EU GOVERNMENTS will decide this week whether to admit to each other where they are prepared to surrender their national vetoes in Union policy-making.

The challenge has been launched by the Irish presidency in a bid to inject some genuine movement into an area of Maastricht Treaty renegotiations redolent with anxiety about national sovereignty.

Intergovernmental Conference chairman Noel Dorr's ploy of distributing a five-page questionnaire to flush out the degree of support for more majority voting on issues ranging from excessive deficits to the trade in arms has taken member states by surprise.

Irish hopes of establishing preliminary national positions at this week's session of the IGC group were dashed when several participants bridled at the suggestion.

They fear that the strategy could lead either to simplistic conclusions being drawn or tie governments' hands unnecessarily in talks which still have at least nine months to run.

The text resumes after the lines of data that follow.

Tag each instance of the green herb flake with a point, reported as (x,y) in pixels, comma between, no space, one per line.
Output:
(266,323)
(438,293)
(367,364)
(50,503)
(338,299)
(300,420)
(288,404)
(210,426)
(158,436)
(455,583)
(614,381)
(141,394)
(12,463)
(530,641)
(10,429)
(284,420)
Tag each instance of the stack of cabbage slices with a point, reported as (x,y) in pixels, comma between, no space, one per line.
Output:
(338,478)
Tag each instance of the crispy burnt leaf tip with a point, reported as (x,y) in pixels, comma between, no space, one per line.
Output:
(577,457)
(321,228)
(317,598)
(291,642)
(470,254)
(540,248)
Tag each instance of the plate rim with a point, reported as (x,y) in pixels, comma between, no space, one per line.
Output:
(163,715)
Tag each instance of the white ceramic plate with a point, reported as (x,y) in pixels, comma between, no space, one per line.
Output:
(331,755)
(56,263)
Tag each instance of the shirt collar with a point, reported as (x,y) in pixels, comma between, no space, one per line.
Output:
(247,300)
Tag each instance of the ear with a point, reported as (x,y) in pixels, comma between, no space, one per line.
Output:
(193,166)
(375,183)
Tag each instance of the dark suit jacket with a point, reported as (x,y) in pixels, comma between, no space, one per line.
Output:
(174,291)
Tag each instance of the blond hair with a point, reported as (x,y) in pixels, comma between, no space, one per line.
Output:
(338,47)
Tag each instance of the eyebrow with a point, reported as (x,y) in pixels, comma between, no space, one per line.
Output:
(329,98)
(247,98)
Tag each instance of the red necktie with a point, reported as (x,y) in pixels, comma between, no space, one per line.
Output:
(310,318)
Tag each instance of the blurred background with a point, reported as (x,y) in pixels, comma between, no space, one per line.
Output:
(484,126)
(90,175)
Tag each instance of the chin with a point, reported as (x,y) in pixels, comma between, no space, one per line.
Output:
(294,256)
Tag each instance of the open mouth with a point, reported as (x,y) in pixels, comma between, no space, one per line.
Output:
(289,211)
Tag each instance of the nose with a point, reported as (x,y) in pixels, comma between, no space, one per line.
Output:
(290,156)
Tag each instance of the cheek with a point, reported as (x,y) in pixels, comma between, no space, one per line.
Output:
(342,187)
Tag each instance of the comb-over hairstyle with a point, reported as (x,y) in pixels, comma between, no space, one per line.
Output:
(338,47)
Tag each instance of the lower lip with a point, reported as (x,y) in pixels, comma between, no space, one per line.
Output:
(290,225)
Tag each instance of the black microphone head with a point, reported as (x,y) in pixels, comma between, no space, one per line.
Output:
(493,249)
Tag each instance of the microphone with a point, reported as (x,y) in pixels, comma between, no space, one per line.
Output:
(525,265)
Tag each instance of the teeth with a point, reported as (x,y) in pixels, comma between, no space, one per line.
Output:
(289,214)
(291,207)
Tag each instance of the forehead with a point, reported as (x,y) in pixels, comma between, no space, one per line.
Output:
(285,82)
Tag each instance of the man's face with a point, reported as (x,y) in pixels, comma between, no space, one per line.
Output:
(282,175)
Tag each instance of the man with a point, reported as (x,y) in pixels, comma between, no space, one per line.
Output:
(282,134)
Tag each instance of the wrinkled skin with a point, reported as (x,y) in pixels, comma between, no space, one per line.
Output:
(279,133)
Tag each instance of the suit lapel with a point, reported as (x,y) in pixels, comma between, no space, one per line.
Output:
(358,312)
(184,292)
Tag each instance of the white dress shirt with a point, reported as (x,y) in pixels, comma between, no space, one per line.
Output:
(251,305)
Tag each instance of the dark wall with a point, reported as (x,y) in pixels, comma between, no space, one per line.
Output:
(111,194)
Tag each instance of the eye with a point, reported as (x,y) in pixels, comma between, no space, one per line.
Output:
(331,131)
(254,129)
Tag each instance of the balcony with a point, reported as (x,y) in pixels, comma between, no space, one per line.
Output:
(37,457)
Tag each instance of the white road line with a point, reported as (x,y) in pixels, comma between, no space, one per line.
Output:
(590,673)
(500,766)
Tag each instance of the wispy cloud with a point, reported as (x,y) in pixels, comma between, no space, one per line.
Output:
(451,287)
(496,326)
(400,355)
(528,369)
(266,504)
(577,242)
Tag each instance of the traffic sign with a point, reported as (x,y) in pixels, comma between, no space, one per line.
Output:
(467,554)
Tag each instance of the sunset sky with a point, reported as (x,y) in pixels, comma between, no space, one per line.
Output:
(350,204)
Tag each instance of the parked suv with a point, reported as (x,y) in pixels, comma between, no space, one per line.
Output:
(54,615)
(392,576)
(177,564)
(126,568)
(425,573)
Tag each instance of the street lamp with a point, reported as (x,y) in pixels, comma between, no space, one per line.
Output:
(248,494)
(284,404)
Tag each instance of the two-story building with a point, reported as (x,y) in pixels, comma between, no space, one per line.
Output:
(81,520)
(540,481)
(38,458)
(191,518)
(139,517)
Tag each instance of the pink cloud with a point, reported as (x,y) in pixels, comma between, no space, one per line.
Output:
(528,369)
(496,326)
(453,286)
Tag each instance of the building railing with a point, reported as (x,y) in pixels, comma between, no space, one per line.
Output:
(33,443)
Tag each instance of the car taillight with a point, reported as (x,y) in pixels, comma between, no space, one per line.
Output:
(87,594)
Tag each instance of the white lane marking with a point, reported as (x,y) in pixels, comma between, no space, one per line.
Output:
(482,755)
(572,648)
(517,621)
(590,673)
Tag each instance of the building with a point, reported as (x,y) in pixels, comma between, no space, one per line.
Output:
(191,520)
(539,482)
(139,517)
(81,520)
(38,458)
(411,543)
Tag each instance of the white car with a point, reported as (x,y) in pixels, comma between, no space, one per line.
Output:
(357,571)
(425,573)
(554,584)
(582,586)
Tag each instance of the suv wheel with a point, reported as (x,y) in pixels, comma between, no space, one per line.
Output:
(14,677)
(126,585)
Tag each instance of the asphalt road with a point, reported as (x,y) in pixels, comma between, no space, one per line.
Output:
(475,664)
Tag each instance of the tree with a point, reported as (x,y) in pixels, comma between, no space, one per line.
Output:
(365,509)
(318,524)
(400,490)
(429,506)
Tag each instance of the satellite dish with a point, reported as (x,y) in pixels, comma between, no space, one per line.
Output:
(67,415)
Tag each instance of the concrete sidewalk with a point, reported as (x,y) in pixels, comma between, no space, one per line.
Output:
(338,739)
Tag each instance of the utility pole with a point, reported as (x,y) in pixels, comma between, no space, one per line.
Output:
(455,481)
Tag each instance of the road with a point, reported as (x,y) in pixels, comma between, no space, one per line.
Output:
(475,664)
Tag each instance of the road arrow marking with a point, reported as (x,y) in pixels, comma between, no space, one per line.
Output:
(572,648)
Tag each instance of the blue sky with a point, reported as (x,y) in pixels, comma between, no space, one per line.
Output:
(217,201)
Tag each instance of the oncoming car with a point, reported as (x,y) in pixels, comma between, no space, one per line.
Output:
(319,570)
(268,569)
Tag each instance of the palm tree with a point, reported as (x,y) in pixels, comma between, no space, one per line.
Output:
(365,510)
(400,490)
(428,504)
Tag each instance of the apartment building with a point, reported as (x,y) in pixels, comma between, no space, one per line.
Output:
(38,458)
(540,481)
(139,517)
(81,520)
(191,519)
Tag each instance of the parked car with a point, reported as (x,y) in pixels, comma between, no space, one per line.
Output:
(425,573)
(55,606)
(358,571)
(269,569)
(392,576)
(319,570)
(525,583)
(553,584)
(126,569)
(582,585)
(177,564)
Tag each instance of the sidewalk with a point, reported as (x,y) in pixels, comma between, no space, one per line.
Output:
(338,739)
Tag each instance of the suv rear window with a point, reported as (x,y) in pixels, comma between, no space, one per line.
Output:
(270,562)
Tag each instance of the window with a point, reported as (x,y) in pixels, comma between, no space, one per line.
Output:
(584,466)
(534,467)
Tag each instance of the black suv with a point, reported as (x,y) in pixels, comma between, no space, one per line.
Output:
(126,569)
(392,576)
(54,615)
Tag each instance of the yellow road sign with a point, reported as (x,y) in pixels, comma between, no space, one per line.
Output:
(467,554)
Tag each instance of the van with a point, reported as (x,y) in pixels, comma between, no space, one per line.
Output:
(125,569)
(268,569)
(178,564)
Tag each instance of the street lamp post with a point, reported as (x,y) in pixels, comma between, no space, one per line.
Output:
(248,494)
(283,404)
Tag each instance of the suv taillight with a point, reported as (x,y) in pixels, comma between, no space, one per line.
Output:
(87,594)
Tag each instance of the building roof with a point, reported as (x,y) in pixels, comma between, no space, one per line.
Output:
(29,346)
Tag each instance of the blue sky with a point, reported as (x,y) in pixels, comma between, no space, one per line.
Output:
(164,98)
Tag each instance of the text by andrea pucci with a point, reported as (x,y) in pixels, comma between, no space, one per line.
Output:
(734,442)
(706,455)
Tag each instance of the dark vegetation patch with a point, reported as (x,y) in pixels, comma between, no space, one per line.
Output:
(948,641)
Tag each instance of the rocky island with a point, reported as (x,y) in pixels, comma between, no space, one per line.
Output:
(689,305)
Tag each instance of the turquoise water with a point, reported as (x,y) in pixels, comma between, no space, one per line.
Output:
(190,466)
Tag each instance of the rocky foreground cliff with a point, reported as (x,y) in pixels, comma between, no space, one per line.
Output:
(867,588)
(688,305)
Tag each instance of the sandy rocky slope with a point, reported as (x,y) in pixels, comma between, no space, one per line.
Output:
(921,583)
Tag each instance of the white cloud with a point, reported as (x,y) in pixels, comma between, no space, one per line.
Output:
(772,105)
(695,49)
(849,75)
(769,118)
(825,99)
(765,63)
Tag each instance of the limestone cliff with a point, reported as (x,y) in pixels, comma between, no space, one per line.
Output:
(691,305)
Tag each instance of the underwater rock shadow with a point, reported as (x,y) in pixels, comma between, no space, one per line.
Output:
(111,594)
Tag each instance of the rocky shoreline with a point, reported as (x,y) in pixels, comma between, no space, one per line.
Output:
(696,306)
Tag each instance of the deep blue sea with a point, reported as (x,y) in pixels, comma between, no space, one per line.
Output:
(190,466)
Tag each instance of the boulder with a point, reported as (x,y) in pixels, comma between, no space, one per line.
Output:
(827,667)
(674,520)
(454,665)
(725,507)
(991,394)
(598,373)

“Our concern is not just that it could bind governments in the IGC talks, but that it could also bind them back home. The Irish will have to make changes to their questionnaire,” said one senior official involved in the negotiations.

Another, from one of the Union's big five member states, warned: “We see it as a first step to establish the state of play. But it does not mean member states will remain wedded to it. It will not commit us or bind us.”

Others have criticised the attempt to measure support for more majority voting on 69 separate and complex issues straddling 22 areas of EU activity against just three scales: “yes”, “no” and “willing to consider further”.

“A number of delegations said positions could not be determined so categorically. The questionnaire may be helpful to push things forward, but some delegations are not in a position to reply at this stage,” said a Nordic official.

The initiative has, however, won support from French European Affairs Minister Michel Barnier and the UK.

“When you see government positions across the board, it will be clear that the UK is not isolated in its opposition to more majority voting,” predicted a senior British official.

The Irish presidency played down the opposition, insisting the questionnaire was a purely informal way of trying to speed up the negotiations. It argued that its case-by-case approach was inevitable given the failure of governments to agree on more general, fundamental criteria for any extension of majority voting.

Irish officials insist they have set no deadline for replies, but hope the completed forms will be returned next week.

“We are really doing a trawl. We have thrown out a net. We shall pull it in and see how many fish we have in it,” explained a senior official.

Irish attempts to penetrate the determinedly defensive tactics of the IGC negotiators won strong support from Commission President Jacques Santer yesterday (18 September).

In an unusually outspoken attack on EU governments' delaying tactics, he voiced criticisms similar to those raised by the IGC Commissioner Marcelino Oreja last week.

“There is a question mark over the commitment of all the member states to facing the problems squarely and moving forward. A lack of dynamism, ambitions pitched too low - those are the impressions given by the discussions at the moment,” Santer told MEPs in Strasbourg.

With enlargement approaching, the Commission president spelt out a few home truths.

“The Union must stop acting as if it can afford to treat this conference as a dress rehearsal. The mind boggles at the idea of holding a second IGC, a play-off as it were, before the end of the century,” he warned.

Any postponement of difficult decisions would involve the Union in a complex set of interlocking negotiations on internal institutional reform, accession terms for new members and revision of its five-year budgetary forecasts.

Santer implicitly backed the Irish presidency's attempts to force open the decision-making debate. “Maintaining unanimity would kill the Union,” he insisted.